David Hockney hält seine Ansprache kurz. Tatsächlich sind alle Ansprachen nach fünfzehn Minuten durch. Das gab’s noch nie! Danach strömen die versammelten Massen in die buchstäblich große Ausstellung „A Bigger Picture“. Darin versammelt sind Landschaftsbilder sowie einschlägige Videoinstallationen des britischen (und lange Zeit wahlkalifornischen) Nationalheiligtums – inzwischen ein kleiner, gebückt gehender Opa wie der aus Pixars Up. (Danke an Frau K. für den Hinweis.)
Es ist eine Landschaftsmalerei, wie ich sie überhaupt noch nie gesehen habe. Yorkshire ist grell und magnetisch, fast wie ein anderer Planet und doch eindeutig von hier. Das Land glüht in eigenartiger Symmetrie. Es gibt Baumstümpfe, die aussehen wie Figuren aus der Muppets-Show. Derselbe Standpunkt zu unterschiedlichen Tages- oder Jahreszeiten eröffnet ein völlig anderes Motiv, eine komplett andere Interpretation. Oft ist das riesengroß am Stück, dann wieder wird eine ganze Landschaft zerlegt in Einzelteile und durcheinander gehängt.
Bei Hockney geht es zumeist um die Perspektive, wie mich fachkundige Menschen zwischenzeitlich aufklären, und die ebenso eklatante wie subtile Erweiterung derselben. Als äußerst gerissen erweist sich die Videokunst der Multifokus-Filme: Der Künstler lässt ein Auto im Schneckentempo über eine einsame Landstraße in einer Waldgegend fahren und rüstet den Wagen mit neun Kameras aus, die alle leicht zueinander verschoben sind. Zusammenmontiert ergibt das eine gigantische, gestochen scharfe HD-Videowand aus neun Bildschirmen, die ein Gesamtpanorama ergeben, wobei die Einzelteile jedoch durch die abweichenden Kamerapositionen nicht genau zusammenpassen und das, was ein einziges Bild sein sollte, auf verblüffende Weise zerlegt wird. Und das gleich an vier Wänden, viermal auf derselben Straße, im Frühling, im Sommer, im Herbst und im dicksten Winter. Dieser Raum der Ausstellung ist eine spektakuläre Meditation.
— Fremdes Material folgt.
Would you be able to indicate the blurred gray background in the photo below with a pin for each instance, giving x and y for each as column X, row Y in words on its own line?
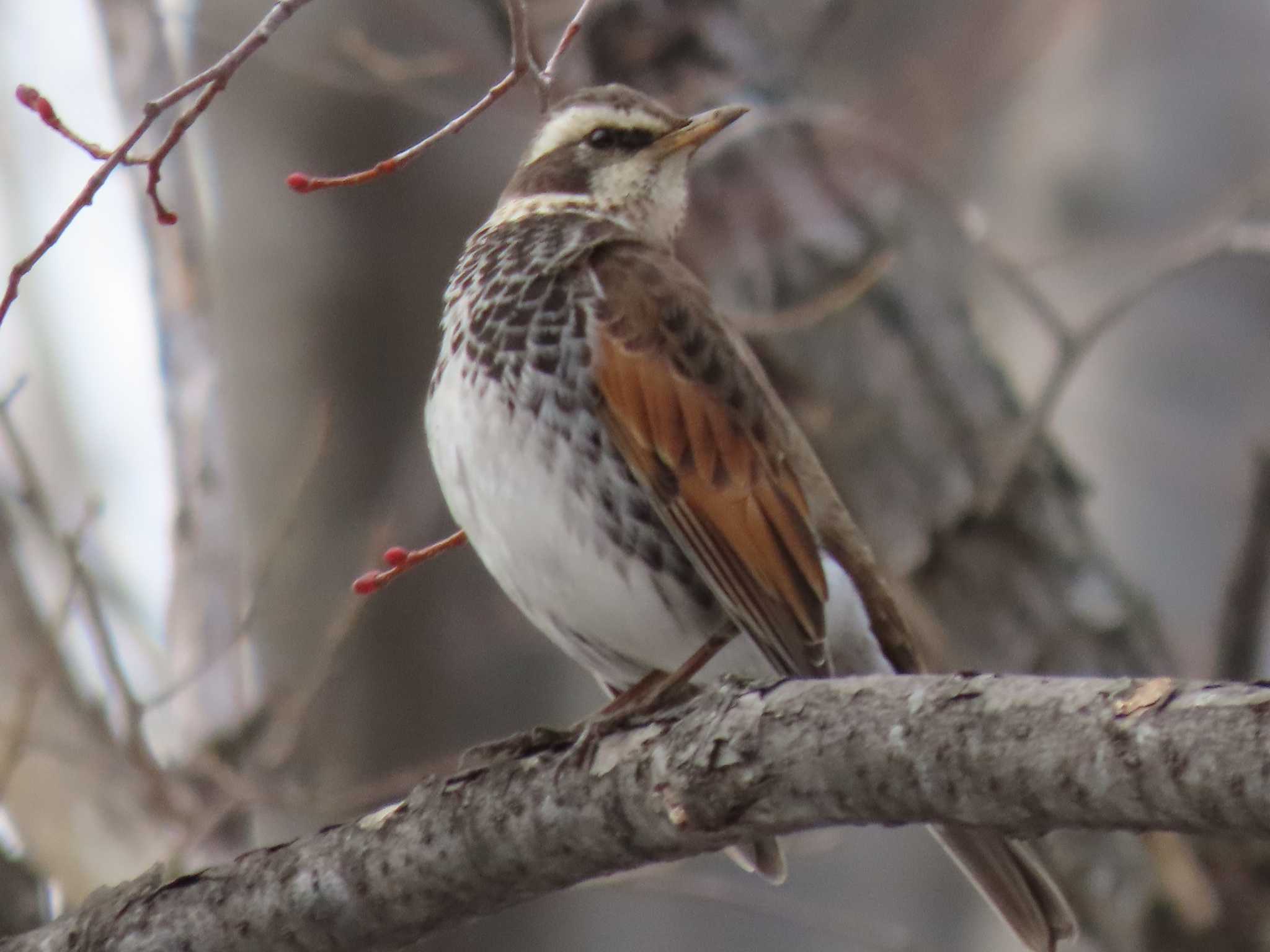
column 1085, row 143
Zudem hat bei Naturwanderer Hockney der Skizzenblock ausgedient und wurde durch das iPad und die App „Brushes“ ersetzt. Die auf fünfzehnfache iPad-Größe aufgezogene Gemäldeserie „Yosemite“ lässt einen vor Ehrfurcht schier erschauern, während die zahllosen grellen Yorkshire-Idyllen aus dem Rechner so wirklich und authentisch sind, dass der Betrachter da schwer wieder rausfindet.
Landschaft, nix als Landschaft. Der kleine Naturfreund muss da unbedingt hin, um seine eigenen Beobachtungen in Wald und Flur mit denen des Künstlers abzugleichen. Kann er echt was lernen.
Sehr, sehr viele Leute bei der Eröffnung, die Promi-Dichte war aber eher mau. War mir egal bei dieser Art Kunst, hatte keine Augen für Promis. Im Vorbeigehen registriert wurden nichtsdestotrotz der Bruder von Heinz-Rudolf Kunze, die dickste Frau der Welt, das Mädchen mit dem steifen Hals, das Kind mit den blinkenden Elektroschuhen, der-Mann-den-sie-Storch-nennen sowie der legendäre Blonde-Koreaner-mit-der-Strickmütze.